2 Dagegen erhob der Revisionswerber mit Schriftsatz vom Beschwerde.
3 Mit dem angefochtenen Erkenntnis wies das Landesverwaltungsgericht Tirol diese Beschwerde als unbegründet ab, verpflichtete den Revisionswerber zu einem Beitrag zu den Kosten des Beschwerdeverfahrens und sprach aus, dass die Revision nach Art. 133 Abs. 4 B-VG nicht zulässig sei.

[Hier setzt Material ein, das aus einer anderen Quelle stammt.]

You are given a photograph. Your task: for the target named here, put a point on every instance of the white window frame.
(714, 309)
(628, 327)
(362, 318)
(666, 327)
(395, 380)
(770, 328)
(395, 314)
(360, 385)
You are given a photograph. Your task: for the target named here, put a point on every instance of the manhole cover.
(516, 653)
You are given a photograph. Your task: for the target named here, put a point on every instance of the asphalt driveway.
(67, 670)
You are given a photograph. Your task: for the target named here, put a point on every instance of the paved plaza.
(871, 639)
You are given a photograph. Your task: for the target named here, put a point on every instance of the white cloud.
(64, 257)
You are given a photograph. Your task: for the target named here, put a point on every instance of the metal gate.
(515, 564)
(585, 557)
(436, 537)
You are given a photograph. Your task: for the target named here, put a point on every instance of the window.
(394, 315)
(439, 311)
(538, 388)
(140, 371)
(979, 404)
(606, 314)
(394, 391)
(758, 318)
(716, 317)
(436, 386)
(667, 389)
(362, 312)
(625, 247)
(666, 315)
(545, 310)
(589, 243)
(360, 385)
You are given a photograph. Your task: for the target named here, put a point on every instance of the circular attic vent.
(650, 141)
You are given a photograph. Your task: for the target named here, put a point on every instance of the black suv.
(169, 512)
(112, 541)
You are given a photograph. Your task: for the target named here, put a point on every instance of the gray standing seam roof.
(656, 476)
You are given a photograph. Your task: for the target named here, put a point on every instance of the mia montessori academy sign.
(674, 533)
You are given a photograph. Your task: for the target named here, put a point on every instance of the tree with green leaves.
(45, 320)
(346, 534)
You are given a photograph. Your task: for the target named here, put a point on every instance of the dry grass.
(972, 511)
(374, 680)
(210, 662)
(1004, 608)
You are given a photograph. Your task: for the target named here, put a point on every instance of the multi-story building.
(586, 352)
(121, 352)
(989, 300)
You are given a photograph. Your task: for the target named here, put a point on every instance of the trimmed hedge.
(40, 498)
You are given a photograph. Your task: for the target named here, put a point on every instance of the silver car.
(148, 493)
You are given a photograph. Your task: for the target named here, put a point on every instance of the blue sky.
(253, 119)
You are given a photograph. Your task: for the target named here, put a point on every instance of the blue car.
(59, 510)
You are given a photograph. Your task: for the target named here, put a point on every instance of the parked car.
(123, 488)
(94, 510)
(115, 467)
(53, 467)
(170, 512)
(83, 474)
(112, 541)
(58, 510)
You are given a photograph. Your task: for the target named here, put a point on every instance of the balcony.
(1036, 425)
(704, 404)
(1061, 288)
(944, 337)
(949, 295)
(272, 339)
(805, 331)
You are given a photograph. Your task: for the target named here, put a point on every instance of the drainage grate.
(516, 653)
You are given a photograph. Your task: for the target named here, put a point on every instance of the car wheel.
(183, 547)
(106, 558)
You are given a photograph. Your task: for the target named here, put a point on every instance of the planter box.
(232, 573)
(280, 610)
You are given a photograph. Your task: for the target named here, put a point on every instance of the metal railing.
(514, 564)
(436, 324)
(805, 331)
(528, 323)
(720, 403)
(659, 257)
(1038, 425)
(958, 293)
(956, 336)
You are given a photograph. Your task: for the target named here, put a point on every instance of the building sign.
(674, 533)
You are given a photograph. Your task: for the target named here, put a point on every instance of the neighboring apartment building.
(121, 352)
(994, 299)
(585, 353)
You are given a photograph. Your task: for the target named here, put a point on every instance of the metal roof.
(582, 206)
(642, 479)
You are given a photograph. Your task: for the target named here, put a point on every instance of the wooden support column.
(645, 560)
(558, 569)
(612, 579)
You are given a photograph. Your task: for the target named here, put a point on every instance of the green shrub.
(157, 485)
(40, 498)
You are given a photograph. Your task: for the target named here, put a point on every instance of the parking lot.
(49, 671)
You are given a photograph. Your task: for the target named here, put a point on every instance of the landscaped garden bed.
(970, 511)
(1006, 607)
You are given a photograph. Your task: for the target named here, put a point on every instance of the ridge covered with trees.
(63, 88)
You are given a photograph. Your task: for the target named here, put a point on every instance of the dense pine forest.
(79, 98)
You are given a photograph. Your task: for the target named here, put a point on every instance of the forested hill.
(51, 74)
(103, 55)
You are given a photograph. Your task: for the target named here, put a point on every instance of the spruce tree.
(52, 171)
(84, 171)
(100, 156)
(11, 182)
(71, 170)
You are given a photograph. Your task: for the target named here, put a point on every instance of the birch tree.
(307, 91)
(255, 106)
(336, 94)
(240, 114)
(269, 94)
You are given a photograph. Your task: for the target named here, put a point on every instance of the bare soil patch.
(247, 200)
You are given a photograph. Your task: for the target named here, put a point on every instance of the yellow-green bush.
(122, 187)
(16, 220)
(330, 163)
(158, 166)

4 Das Landesverwaltungsgericht stellte fest, zwei Polizeibeamte hätten am Tag der Kontrolle das Lokal des Revisionswerbers betreten, um den Keller des Lokals zu sichern. In diesem Keller seien zwei Geräte eingeschalten und betriebsbereit vorgefunden worden. Die Beamten hätten daraufhin den Einsatzleiter der Finanzpolizei informiert, woraufhin dieser angekündigt habe, zwei weitere Beamten zur Kontrolle zu schicken. Einige Minuten nachdem die Polizeibeamten das Lokal betreten hätten, sei eine anwesende Angestellte vom Revisionswerber telefonisch kontaktiert und gefragt worden, ob eine Kontrolle durch die Finanzpolizei stattfinde. Als diese die Frage bejaht habe, habe der Revisionswerber sie angewiesen, die beiden Automaten abzuschalten. Die Angestellte sei dieser Weisung gefolgt und habe die Automaten mittels Handfernbedienung ausgeschaltet. In weiterer Folge sei es nicht gelungen, die beiden Geräte wieder in einen spielbereiten Zustand zu versetzen, weil dafür ein vierstelliger Pin notwendig sei, welcher der Angestellten nicht bekannt gewesen sei. Das Verhalten des Revisionswerbers sei als Verstoß gegen § 50 Abs. 4 GSpG zu beurteilen.
5 Gegen dieses Erkenntnis richtet sich die vorliegende außerordentliche Revision.
6 Nach Art. 133 Abs. 4 B-VG ist gegen ein Erkenntnis des Verwaltungsgerichtes die Revision zulässig, wenn sie von der Lösung einer Rechtsfrage abhängt, der grundsätzliche Bedeutung zukommt, insbesondere weil das Erkenntnis von der Rechtsprechung des Verwaltungsgerichtshofes abweicht, eine solche Rechtsprechung fehlt oder die zu lösende Rechtsfrage in der bisherigen Rechtsprechung des Verwaltungsgerichtshofes nicht einheitlich beantwortet wird.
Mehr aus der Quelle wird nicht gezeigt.